Peter stood upright with a jerk. Miles Banham leaned forward, a hand on either knee, his withered brown face a-quiver with excitement, his eyes as bright and restless as a monkey's.

“What's that? What's that?” he said; and then, “By gum! By gum!”

“A fake?” said Peter. He lifted his arm from the mantelpiece and leaned back. “How could it be a fake? How could you tell?”

Mr. Cowan smiled.

“Ah, Mr. Waring,” he said, “if I could tell you that—” he paused, and again made that slight gesture—“it is my
métier
, you see.”

“But are you sure, Cowan, sure?” said Miles quickly.

Mr. Cowan nodded.

“I am sure,” he said.

“Without handling it? Without any test?”

“Why, yes. I cannot explain—at least I think I cannot explain; but I will try. In all the great jewels there is something, something beyond the colour, the water, the fire—whatever you like to call it; I do not wish to be technical. This something, it is not life as we understand life, and yet it is the life of the stone. When Mrs. Hendebakker passed us, I looked for this something, and I did not find it. It is not there. No, I cannot explain; it will not go into words; but I am sure.”

“If it's a fake, who made it?” said Miles quickly.

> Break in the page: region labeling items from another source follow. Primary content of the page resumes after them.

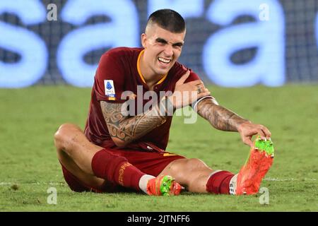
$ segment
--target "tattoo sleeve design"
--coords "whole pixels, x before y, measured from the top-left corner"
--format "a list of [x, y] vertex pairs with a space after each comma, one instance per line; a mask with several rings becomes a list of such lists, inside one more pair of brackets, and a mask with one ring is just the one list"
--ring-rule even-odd
[[163, 109], [157, 105], [142, 114], [124, 116], [122, 106], [124, 104], [100, 102], [102, 114], [110, 136], [114, 141], [119, 140], [123, 145], [138, 139], [162, 125], [167, 116], [160, 114]]
[[204, 99], [198, 103], [197, 112], [208, 120], [216, 129], [225, 131], [237, 131], [238, 126], [249, 121], [230, 110], [218, 105], [211, 98]]

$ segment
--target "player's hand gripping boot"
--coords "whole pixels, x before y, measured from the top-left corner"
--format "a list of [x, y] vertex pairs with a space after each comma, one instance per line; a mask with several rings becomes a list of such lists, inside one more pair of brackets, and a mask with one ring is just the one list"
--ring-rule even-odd
[[[254, 194], [259, 192], [262, 179], [269, 170], [274, 157], [271, 140], [264, 141], [259, 136], [254, 142], [249, 157], [238, 174], [230, 184], [232, 194]], [[236, 182], [235, 182], [236, 180]]]
[[177, 196], [182, 189], [182, 186], [172, 177], [162, 175], [148, 181], [147, 194], [150, 196]]

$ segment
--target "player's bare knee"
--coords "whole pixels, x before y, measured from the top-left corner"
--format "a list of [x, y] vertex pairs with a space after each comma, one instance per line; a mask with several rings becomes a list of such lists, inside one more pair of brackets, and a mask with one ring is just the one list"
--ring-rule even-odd
[[185, 168], [190, 171], [195, 170], [203, 169], [206, 167], [206, 165], [199, 158], [187, 159]]
[[54, 133], [54, 144], [57, 149], [65, 148], [64, 144], [65, 141], [68, 140], [71, 134], [71, 131], [76, 128], [76, 126], [71, 124], [64, 124], [61, 125]]

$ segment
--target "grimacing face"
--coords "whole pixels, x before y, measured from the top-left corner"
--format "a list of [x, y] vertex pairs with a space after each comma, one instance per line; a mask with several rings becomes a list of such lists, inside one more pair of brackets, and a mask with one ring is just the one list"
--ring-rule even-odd
[[167, 73], [181, 54], [186, 31], [174, 33], [152, 24], [145, 32], [141, 35], [141, 43], [146, 71], [153, 75]]

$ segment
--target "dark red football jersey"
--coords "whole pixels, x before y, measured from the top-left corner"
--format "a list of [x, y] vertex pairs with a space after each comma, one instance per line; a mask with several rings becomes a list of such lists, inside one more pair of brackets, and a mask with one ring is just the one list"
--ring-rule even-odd
[[[131, 91], [138, 98], [137, 86], [143, 93], [148, 91], [139, 69], [139, 59], [143, 53], [141, 48], [119, 47], [110, 49], [101, 57], [97, 69], [91, 93], [90, 110], [85, 128], [88, 138], [98, 145], [104, 148], [115, 148], [108, 132], [105, 120], [100, 107], [100, 101], [124, 102], [122, 94]], [[188, 70], [187, 67], [176, 62], [168, 73], [153, 87], [153, 91], [159, 97], [160, 91], [173, 92], [176, 82]], [[193, 71], [186, 83], [200, 79]], [[141, 93], [139, 93], [139, 94]], [[159, 99], [159, 97], [158, 97]], [[149, 100], [144, 100], [143, 105]], [[161, 126], [154, 129], [148, 134], [130, 143], [127, 148], [165, 150], [169, 138], [169, 130], [172, 117]]]

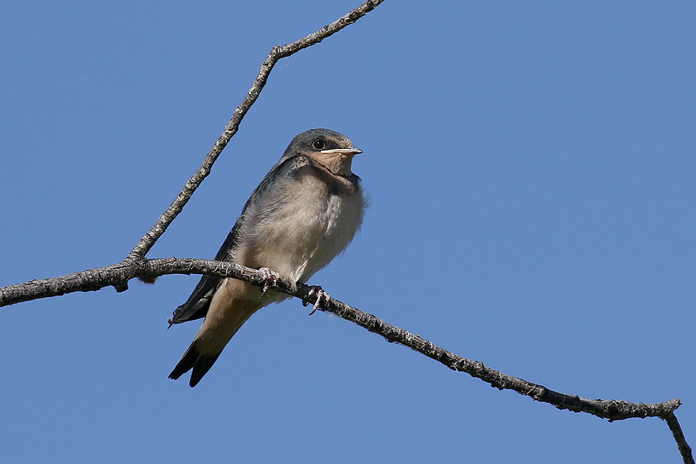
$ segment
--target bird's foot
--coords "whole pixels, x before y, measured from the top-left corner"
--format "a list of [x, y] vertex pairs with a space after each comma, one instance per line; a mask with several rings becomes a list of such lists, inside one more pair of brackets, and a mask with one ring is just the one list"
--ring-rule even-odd
[[263, 275], [264, 280], [265, 280], [263, 285], [263, 292], [261, 294], [261, 296], [263, 296], [266, 294], [267, 291], [271, 289], [271, 287], [276, 286], [278, 283], [278, 279], [280, 278], [280, 275], [275, 271], [271, 271], [267, 267], [262, 267], [260, 269], [259, 271]]
[[[317, 310], [319, 309], [319, 307], [322, 305], [322, 301], [326, 302], [329, 301], [329, 298], [331, 298], [331, 296], [327, 294], [326, 291], [324, 291], [324, 289], [319, 285], [313, 285], [309, 290], [309, 294], [307, 294], [307, 296], [317, 296], [317, 300], [314, 302], [314, 308], [312, 310], [312, 312], [309, 313], [310, 316], [311, 316], [312, 314], [313, 314], [317, 312]], [[308, 304], [309, 302], [307, 301], [306, 300], [302, 302], [303, 306], [306, 306]]]

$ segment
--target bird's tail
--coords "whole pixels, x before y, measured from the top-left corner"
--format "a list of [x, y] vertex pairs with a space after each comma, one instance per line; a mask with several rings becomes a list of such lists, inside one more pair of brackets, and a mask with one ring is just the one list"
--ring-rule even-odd
[[191, 342], [189, 349], [181, 357], [179, 362], [174, 367], [174, 370], [169, 374], [169, 378], [175, 381], [193, 369], [193, 371], [191, 373], [191, 380], [189, 381], [189, 385], [195, 387], [203, 378], [205, 373], [209, 371], [210, 368], [215, 364], [215, 361], [222, 353], [222, 350], [213, 354], [203, 353], [196, 347], [196, 342], [197, 340], [194, 339]]
[[210, 370], [239, 328], [260, 307], [258, 301], [238, 300], [223, 311], [211, 308], [189, 349], [169, 374], [169, 378], [176, 380], [193, 369], [189, 385], [195, 387]]

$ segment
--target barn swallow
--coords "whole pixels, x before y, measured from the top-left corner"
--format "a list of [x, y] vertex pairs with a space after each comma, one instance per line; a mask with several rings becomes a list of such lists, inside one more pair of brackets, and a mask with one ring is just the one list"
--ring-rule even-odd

“That is it,” said Mr. Cowan. “I know all the men who make such things, and I know of no one who could have made the stone we saw tonight.” He nodded at Peter. “It
is
a stone, you know—a stone that has been made, not glass, or paste. Michel, now, he might have done it—”

Peter stood upright, his shoulders clear of the mantelpiece.

“Oh, Hendebakker made it,” he said.

“Impossible!”

“No, sir, not impossible. You mentioned Michel. Now, I can't prove this, but Hendebakker's name used to be Henderson, and my father believed that it was Henders before that, and that he was Michel's assistant before the smash came.”

“Ah,” said Mr. Cowan gently. “Yes, that is very interesting; it would account for a great deal.”

Miles Banham flung himself into a chair.

“By gum, what a mix-up!” he said. “Interesting evening we're having, aren't we? But what I want to know, my dear Cowan, and my excellent Peter, is—where is the real Jewel?”

Peter said nothing. Mr. Cowan pulled a chair into a comfortable position and seated himself.

“I wonder now,” he said quietly, “whether there ever was a real Jewel!”

CHAPTER XVII

Rose Ellen came up to town next day. Peter got her letter at breakfast.

Dearest wants me to look at coats for Jimmy, and I want hats and frocks. I'm sure you'd love to shop with me; and, anyhow, I thought we might have lunch somewhere. Would you like to meet my train?

Peter met the train. He was uncommonly pleased to see Rose Ellen. He didn't want to think about the Jewel, or Roden Coverdale, or Sylvia's money matters, or Virgil P. Hendebakker; most particularly he did not want to think about Virgil P. Hendebakker. It was extraordinarily pleasant to see Rose Ellen get out of the train. He thought she looked so cool, and fresh, and pretty.

They shopped coats for Jimmy—Jimmy being, of course, the Gaisford baby—and Rose Ellen bought two hats and three frocks, after which severe exercise they had lunch.